Vo needs to be specified.

For example, in a finite square well, the number of bound states and their energies depends on Vo. As Vo increases, the number of bound states changes as does their energies (slightly).

When Vo -> infinity, we get the infinite square well which has an infinite number of bound states.

 

[bumclouds]

What do you mean by bound states?

I'm really sorry to be such a newbie.!

 

[Hao]

A bound state is a state with total energy Kinetic Energy + Potential Energy (appropriately scaled) = E + V < 0.

Alternatively, it is a state whose motion is restricted to a finite region, ie. bounded.

For example, for planets orbiting around the sun, the Kinetic Energy + Gravitational Potential Energy of the system < 0, so they represent bound states (A good thing for Earth!).

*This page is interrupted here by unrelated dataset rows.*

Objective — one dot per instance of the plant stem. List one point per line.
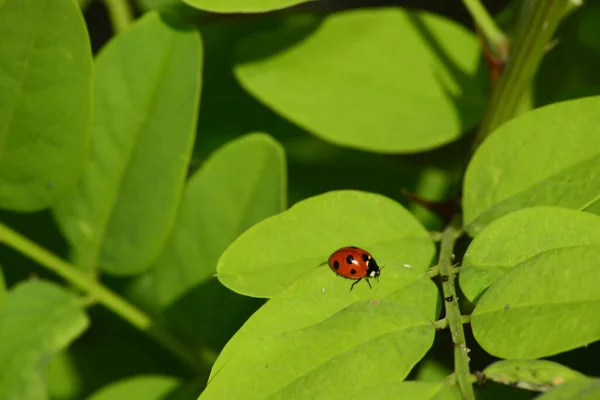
(97, 291)
(461, 359)
(120, 14)
(492, 33)
(538, 22)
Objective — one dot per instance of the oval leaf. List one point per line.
(319, 295)
(151, 387)
(146, 100)
(518, 236)
(405, 390)
(239, 185)
(2, 290)
(383, 80)
(242, 6)
(581, 389)
(557, 163)
(547, 305)
(274, 253)
(379, 340)
(45, 101)
(39, 319)
(538, 375)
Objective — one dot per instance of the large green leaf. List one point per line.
(538, 375)
(324, 333)
(45, 101)
(546, 305)
(242, 6)
(146, 100)
(383, 80)
(548, 156)
(146, 387)
(239, 185)
(38, 320)
(305, 304)
(580, 389)
(2, 289)
(405, 390)
(274, 253)
(516, 237)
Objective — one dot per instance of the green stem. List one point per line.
(537, 25)
(433, 271)
(492, 33)
(455, 321)
(120, 14)
(97, 291)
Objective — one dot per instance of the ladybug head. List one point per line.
(373, 269)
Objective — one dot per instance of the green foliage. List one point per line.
(272, 255)
(241, 5)
(512, 319)
(314, 71)
(38, 319)
(239, 185)
(581, 389)
(520, 236)
(139, 388)
(132, 183)
(45, 101)
(200, 279)
(549, 156)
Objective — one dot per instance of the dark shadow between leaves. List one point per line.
(291, 32)
(469, 109)
(209, 314)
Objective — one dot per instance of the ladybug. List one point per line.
(354, 263)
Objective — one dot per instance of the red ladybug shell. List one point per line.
(354, 263)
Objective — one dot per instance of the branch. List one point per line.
(453, 316)
(98, 292)
(539, 20)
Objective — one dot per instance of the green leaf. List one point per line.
(546, 305)
(148, 387)
(581, 389)
(538, 375)
(242, 6)
(383, 339)
(2, 290)
(273, 254)
(548, 156)
(38, 320)
(383, 80)
(45, 101)
(405, 390)
(305, 304)
(241, 184)
(146, 101)
(519, 236)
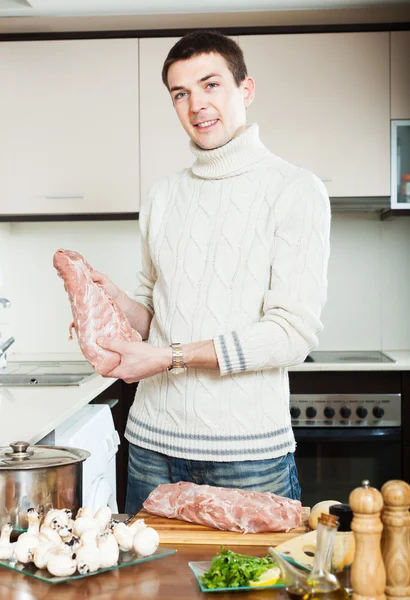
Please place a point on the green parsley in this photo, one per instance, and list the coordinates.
(231, 570)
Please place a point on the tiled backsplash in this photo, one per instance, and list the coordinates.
(368, 303)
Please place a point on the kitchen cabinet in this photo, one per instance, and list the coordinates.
(69, 119)
(164, 143)
(322, 103)
(400, 74)
(123, 394)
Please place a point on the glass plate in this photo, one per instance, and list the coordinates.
(200, 568)
(126, 559)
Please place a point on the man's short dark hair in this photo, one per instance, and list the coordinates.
(206, 42)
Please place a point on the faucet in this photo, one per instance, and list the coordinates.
(4, 346)
(5, 303)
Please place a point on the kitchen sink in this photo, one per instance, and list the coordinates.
(51, 373)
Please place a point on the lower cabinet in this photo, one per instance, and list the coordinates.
(124, 394)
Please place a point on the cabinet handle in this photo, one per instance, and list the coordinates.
(65, 196)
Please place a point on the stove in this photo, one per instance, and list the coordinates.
(349, 356)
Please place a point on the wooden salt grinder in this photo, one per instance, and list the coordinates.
(368, 573)
(396, 538)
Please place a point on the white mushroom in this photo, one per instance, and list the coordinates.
(85, 511)
(109, 551)
(138, 525)
(33, 518)
(65, 533)
(56, 518)
(61, 562)
(145, 541)
(74, 543)
(41, 554)
(6, 548)
(88, 555)
(103, 516)
(27, 542)
(47, 534)
(83, 524)
(123, 535)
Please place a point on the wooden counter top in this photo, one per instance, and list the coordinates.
(168, 578)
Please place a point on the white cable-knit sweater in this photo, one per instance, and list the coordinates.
(234, 249)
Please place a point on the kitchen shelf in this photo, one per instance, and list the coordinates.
(123, 216)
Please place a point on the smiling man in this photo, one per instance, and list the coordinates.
(233, 281)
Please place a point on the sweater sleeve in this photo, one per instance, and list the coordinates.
(147, 275)
(290, 317)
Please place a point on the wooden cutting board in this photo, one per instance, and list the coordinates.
(172, 531)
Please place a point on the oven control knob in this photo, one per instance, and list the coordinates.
(378, 412)
(361, 412)
(311, 412)
(345, 412)
(295, 412)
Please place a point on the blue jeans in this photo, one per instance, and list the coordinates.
(147, 469)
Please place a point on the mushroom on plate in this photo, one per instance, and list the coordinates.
(6, 547)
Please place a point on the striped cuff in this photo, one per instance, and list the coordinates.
(232, 356)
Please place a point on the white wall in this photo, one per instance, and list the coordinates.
(369, 280)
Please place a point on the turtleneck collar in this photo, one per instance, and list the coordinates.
(236, 157)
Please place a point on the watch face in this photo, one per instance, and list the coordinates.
(177, 370)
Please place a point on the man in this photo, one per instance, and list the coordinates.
(234, 262)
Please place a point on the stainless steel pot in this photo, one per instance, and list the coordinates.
(40, 477)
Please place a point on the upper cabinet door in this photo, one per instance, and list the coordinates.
(70, 139)
(322, 103)
(400, 74)
(164, 143)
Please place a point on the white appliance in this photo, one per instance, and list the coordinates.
(92, 428)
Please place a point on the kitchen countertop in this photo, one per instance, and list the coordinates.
(28, 413)
(168, 578)
(401, 358)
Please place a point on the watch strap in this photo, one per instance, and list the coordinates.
(177, 357)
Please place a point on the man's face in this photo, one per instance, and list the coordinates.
(209, 104)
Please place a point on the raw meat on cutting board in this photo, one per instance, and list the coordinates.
(95, 313)
(229, 509)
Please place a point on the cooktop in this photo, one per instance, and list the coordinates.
(348, 356)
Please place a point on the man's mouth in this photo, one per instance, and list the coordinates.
(205, 124)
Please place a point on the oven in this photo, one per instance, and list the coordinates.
(343, 439)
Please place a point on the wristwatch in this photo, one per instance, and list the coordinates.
(177, 365)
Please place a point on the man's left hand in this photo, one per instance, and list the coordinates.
(138, 359)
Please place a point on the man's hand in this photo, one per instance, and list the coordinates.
(138, 359)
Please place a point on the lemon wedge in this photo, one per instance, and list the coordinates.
(269, 577)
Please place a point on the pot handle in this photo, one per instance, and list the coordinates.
(20, 450)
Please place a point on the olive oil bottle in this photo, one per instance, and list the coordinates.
(319, 584)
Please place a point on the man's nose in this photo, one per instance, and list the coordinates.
(198, 102)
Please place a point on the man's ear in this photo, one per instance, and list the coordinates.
(248, 90)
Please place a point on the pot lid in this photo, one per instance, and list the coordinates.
(21, 455)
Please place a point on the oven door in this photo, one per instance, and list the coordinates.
(333, 461)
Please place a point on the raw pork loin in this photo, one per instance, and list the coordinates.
(95, 313)
(229, 509)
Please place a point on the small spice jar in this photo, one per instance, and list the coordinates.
(405, 188)
(343, 546)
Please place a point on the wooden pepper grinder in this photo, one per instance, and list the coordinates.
(368, 573)
(396, 538)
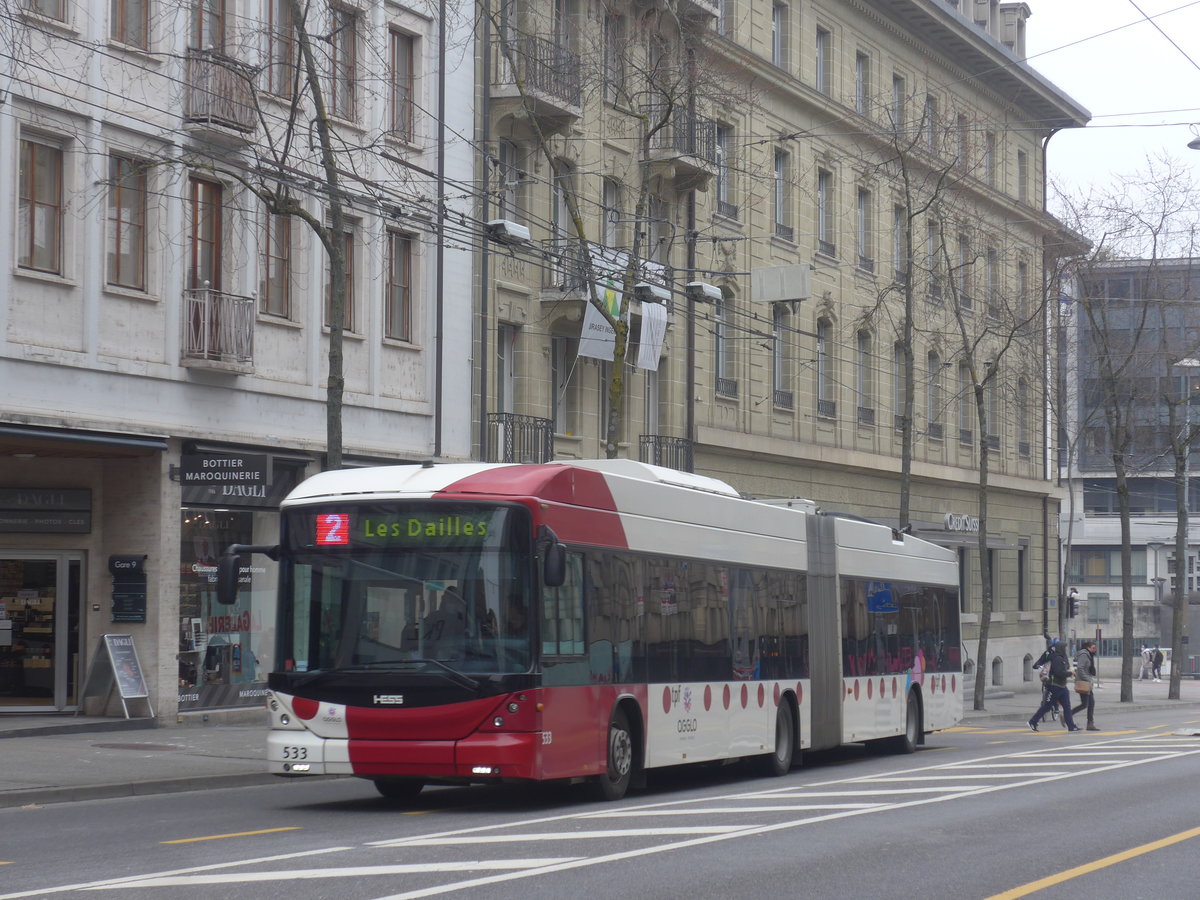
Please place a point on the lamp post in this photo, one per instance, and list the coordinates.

One point of note is that the absolute value of potential is arbitrary - only relative values matter. As such, we typically set Potential Energy to be 0 for points that are very far away, and work backwards to find Potential Energy at the origin or example.

So for gravitationally bound systems, the Potential Energy is set to be 0 at infinity, and we find out that it becomes negative for points not at infinity.

Similarly for this modified finite square well, we would set Vo = 0 at infinity, so the Potential Energy of a particle in the well is -Vo for the purposes of determining whether it is bound or not.

The reason we do not set $$\alpha V_o$$ = 0 at infinite instead is because a particle with energy = Vo would already be able to travel to infinity, let alone a particle with even more energy = $$\alpha V_o$$; ie. not bounded by the second definition.

I get the feeling that you are doing Quantum Mechanics without really understanding what is going on - I would encourage reading up on introductory texts such as http://www.amazon.com/dp/0131911759/?tag=pfamazon01-20, or the plethora of online lecture notes.

 

[bumclouds]

Quantum mechanics without really knowing what is going on - that is an accurate description. I'm studying electronic engineering - but we're all forced to take on this subject which is called Electronc Materials. I'm finding it tough with little to no background in Physics.

Anyway, I've bought the book you suggested on eBay. I'm going into uni tomorrow to see if I can recruit some help from somebody. I'll post whatever progress I've made with my assignment here tomorrow night - either as a JPEG or PDF, so you can see. You might find it amusing because I'm so bad.